Zunächst muss man eine Beurteilung des Zustandes vornehmen:
- Öffnet das Kind die Augen? Falls ja, tut es dies: spontan, auf Zuruf, auf kneifen oder reagiert es nicht auf diese Aufforderung?
- Wie ist die verbale Antwort auf das Ansprechen: verständlich, unzusammenhängend, unverständlich?
- Wie ist die motorische Antwort auf den Kontakt: befolgt das Kind die Aufforderung adäquat, gibt es eine gezielte oder ungezielte Abwehr auf Kneifen oder wird keine Antwort gegeben?
- Beim Säugling ist die Beurteilung schwieriger aber möglich: fixiert der Säugling die Bezugsperson mit den Augen, verfolgt/erkennt er Geräusche, lacht er reflexartig, ist er in der Lage zu essen oder trinken?
Fieberkrämpfe:
Dabei handelt es sich um die häufigsten Gelegenheitskrämpfe, d.h. ca. 2-4% aller Kinder sind betroffen. Wichtig ist auch zu wissen, dass 20-30% ein Rezidiv, also einen erneuten Fieberkrampf erleben. 2-4% der Kinder, die Fieberkrämpfe durchmachen, entwickeln im weiteren Verlauf eine Epilepsie – sonst liegt die Rate für eine Epilepsie in der Bevölkerung bei etwa 1%.
Definition des Fieberkrampfes: Alle Krämpfe in der frühen Kindheit (1.-5. Lebensjahr) anlässlich von fieberhaften Infekten - auslösend wirkt oft rasch ansteigendes Fieber.
Symptome: Auftreten oft mit Zuckungen und Streckungen von Armen und Beinen einhergehend.
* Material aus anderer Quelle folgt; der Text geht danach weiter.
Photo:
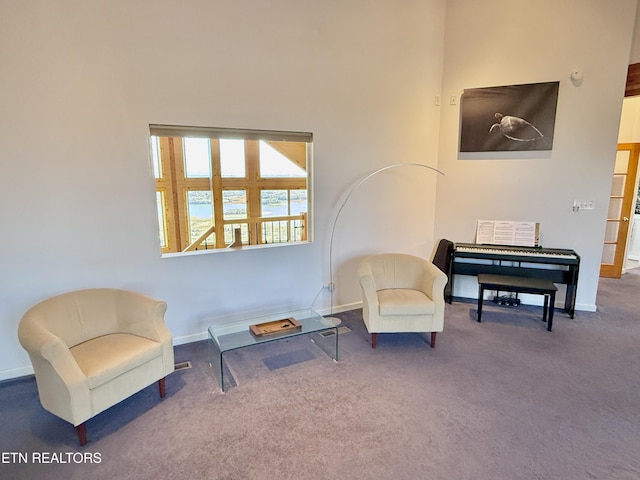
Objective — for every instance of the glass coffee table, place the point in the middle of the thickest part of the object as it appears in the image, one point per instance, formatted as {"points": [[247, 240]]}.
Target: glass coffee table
{"points": [[237, 334]]}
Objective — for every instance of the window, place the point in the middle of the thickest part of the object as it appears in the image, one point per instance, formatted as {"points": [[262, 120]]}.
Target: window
{"points": [[219, 188]]}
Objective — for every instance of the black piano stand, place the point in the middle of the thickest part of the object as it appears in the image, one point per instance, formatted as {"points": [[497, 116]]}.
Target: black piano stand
{"points": [[506, 283]]}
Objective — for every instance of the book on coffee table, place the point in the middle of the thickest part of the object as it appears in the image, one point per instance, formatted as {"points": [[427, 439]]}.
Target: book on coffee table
{"points": [[275, 327]]}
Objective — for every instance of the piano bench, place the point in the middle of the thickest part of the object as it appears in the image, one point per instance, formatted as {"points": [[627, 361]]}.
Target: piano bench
{"points": [[507, 283]]}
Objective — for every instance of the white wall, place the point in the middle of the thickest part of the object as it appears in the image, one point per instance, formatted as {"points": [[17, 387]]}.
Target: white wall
{"points": [[81, 81], [506, 42]]}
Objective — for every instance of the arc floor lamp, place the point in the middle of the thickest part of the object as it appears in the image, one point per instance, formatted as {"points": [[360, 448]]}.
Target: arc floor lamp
{"points": [[347, 197]]}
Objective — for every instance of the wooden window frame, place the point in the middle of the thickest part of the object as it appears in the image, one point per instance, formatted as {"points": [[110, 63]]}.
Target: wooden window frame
{"points": [[175, 185]]}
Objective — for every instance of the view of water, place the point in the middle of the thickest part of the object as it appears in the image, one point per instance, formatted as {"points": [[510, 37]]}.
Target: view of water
{"points": [[203, 210]]}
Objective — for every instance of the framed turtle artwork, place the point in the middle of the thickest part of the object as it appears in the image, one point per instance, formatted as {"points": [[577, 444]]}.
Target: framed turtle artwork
{"points": [[509, 118]]}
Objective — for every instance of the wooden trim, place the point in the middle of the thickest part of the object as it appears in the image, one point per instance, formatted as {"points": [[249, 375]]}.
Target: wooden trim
{"points": [[632, 87]]}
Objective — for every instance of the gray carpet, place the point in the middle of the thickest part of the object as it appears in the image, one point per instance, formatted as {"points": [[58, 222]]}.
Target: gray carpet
{"points": [[504, 399]]}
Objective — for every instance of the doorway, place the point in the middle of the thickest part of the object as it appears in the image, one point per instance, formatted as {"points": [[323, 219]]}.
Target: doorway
{"points": [[622, 205]]}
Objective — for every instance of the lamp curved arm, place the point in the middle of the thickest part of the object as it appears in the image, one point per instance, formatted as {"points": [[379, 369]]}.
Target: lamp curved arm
{"points": [[346, 200]]}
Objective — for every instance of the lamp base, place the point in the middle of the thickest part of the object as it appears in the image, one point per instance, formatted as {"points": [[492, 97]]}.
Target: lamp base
{"points": [[335, 320]]}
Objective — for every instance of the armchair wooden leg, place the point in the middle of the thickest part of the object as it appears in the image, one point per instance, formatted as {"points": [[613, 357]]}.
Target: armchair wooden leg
{"points": [[82, 434], [162, 388]]}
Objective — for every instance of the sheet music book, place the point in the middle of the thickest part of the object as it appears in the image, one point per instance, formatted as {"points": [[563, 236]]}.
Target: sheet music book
{"points": [[502, 232]]}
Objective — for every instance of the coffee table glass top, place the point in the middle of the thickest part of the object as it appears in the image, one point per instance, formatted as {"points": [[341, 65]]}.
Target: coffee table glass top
{"points": [[237, 334], [232, 335]]}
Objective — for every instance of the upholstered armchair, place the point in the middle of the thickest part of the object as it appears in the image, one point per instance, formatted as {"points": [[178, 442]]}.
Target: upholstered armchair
{"points": [[91, 349], [401, 293]]}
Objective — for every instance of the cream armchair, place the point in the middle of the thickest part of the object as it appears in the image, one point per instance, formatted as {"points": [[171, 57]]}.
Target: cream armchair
{"points": [[401, 293], [91, 349]]}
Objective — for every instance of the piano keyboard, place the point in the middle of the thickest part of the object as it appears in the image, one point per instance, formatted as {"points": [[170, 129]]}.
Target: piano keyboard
{"points": [[555, 264], [519, 251]]}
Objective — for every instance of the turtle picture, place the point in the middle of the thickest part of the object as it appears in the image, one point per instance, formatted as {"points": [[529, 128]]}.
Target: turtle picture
{"points": [[508, 118], [516, 129]]}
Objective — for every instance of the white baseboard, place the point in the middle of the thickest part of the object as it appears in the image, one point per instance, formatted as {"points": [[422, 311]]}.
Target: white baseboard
{"points": [[15, 373]]}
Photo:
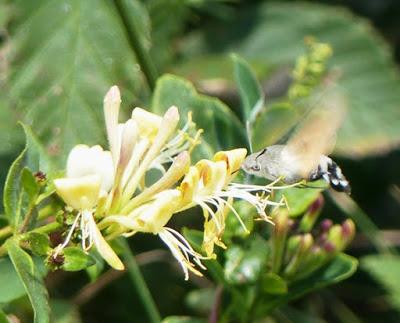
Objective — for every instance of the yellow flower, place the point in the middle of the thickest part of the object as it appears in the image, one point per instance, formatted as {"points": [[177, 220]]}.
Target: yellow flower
{"points": [[110, 193], [103, 183]]}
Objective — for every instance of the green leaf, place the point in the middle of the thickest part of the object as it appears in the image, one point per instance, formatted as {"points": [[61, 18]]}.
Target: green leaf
{"points": [[245, 264], [222, 129], [362, 62], [340, 268], [385, 269], [299, 199], [272, 124], [76, 259], [95, 270], [3, 317], [11, 285], [250, 91], [201, 300], [183, 319], [11, 137], [164, 29], [20, 189], [32, 281], [74, 51], [39, 243], [273, 284], [64, 312]]}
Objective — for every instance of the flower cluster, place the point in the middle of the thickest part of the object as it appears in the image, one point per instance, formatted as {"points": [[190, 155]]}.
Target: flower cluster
{"points": [[109, 190]]}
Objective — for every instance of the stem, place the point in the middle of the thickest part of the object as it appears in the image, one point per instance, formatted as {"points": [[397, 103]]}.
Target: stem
{"points": [[5, 232], [48, 228], [135, 43], [362, 220], [140, 284]]}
Dabei Verdrehen die Kinder die Augen bzw. zeigen eine Blickstarre. Auch kann eine Lippenzynose (Blaufärbung der Lippen) vorkommen. Es kann auch zu Einnässen kommen, daneben treten Zuckungen mit schlaffer Muskulatur auf. Die Dauer des Ereignisses wird mit meist bis max. 10 Minuten angegeben.
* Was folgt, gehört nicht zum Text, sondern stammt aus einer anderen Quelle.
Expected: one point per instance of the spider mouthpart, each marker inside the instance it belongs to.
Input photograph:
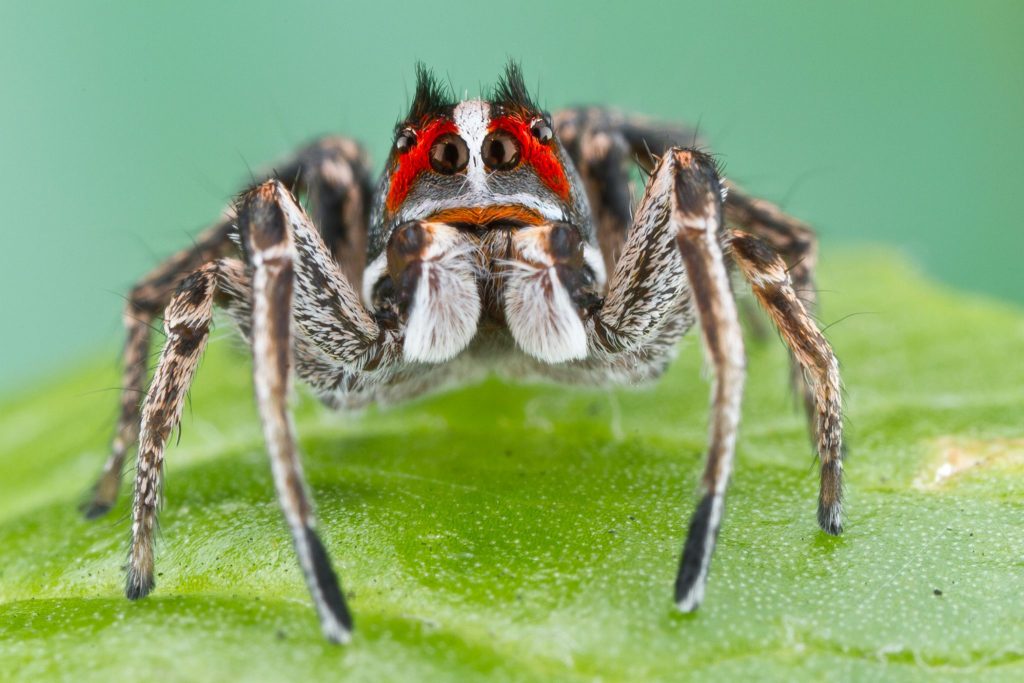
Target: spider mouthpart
(406, 140)
(500, 152)
(542, 130)
(449, 155)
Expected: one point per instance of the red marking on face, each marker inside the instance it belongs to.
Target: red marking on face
(416, 160)
(541, 156)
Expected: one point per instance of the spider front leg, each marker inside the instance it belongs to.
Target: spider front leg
(773, 287)
(333, 173)
(674, 254)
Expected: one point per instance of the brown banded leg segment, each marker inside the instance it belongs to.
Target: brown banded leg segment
(333, 173)
(603, 144)
(696, 213)
(798, 246)
(266, 219)
(186, 322)
(145, 302)
(773, 288)
(671, 265)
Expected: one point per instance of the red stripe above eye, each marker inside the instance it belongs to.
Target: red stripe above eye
(541, 156)
(415, 161)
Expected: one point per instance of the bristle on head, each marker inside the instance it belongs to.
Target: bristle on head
(431, 97)
(511, 91)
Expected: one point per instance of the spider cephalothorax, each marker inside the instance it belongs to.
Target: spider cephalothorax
(482, 195)
(500, 239)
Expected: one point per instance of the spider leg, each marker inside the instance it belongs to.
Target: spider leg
(798, 245)
(265, 224)
(186, 322)
(599, 140)
(333, 173)
(773, 287)
(675, 242)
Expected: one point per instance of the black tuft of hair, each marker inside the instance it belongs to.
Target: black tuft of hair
(431, 97)
(511, 91)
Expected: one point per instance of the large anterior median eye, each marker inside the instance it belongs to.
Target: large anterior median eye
(449, 155)
(500, 151)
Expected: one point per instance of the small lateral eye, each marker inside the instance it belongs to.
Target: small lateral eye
(500, 151)
(449, 155)
(406, 140)
(542, 130)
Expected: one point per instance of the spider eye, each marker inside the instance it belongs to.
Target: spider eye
(542, 130)
(449, 155)
(501, 151)
(406, 140)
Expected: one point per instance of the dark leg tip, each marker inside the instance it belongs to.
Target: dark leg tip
(830, 518)
(95, 509)
(136, 586)
(336, 621)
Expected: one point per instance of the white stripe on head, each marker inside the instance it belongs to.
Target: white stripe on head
(472, 118)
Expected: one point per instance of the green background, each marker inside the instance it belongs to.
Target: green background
(125, 126)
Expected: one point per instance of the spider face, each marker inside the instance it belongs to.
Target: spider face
(478, 164)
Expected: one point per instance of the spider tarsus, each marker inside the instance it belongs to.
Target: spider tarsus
(136, 585)
(830, 518)
(336, 621)
(693, 564)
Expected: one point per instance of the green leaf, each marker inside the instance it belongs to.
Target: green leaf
(532, 532)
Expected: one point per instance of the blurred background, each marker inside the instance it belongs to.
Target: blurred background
(125, 126)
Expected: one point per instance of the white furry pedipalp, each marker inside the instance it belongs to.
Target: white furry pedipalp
(541, 315)
(445, 307)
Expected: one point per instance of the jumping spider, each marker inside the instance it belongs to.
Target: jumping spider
(485, 246)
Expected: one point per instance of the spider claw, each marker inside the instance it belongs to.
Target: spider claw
(138, 586)
(830, 518)
(95, 509)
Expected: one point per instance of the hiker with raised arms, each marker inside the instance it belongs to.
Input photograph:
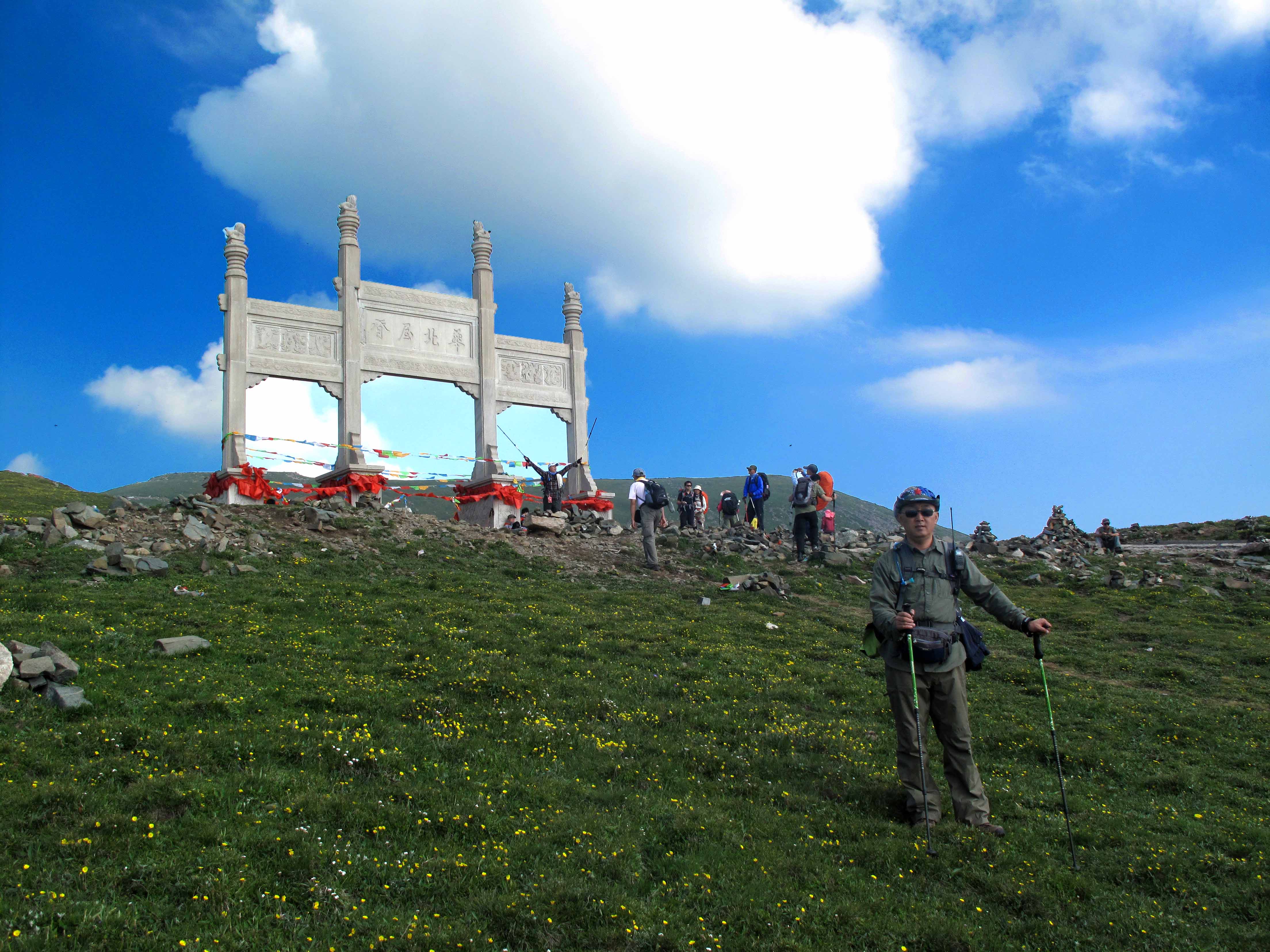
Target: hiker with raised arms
(552, 483)
(914, 601)
(755, 492)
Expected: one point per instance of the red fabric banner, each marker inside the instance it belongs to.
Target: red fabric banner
(252, 484)
(597, 506)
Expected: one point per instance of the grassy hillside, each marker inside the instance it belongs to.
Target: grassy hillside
(469, 748)
(26, 494)
(1246, 529)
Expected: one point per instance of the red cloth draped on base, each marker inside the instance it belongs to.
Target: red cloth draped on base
(505, 494)
(252, 484)
(597, 506)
Maßnahmen: Kind vor weiteren Schäden durch Anstoßen oder Sturz schützen, indem man eine weiche Unterlage schafft. Anschließend Rettungsdienst/Notarztwagen alarmieren!
Fieber:
Da das Auftreten von Fieber - insbesondere bei raschem Anstieg - im Zusammenhang mit Krampfanfällen stehen kann, soll es an dieser Stelle besprochen werden.
Normaltemperatur: 36°C-37,5°C; bis 38°C erhöhte Temperatur; über 38°C Fieber
Sicherste Messung: 3 Minuten im Po; ggf. mittels Ohrthermometer.
Maßnahmen: Nicht zu warm anziehen/zudecken. Auf reichliche Flüssigkeitszufuhr achten! Ggf. Wadenwickel anlegen (Achtung: diese sind nur sinnvoll bei heißen Beinen: jeweils 10min., dann 10min. Pause, evtl. die Maßnahme wiederholen.); Evtl. Bauchwickel nach gleichem Prinzip durchführen.
Fiebersenkende Medikamente sollten nur nach Empfehlung/Anordnung des behandelnden Arztes dosiert und verabreicht werden.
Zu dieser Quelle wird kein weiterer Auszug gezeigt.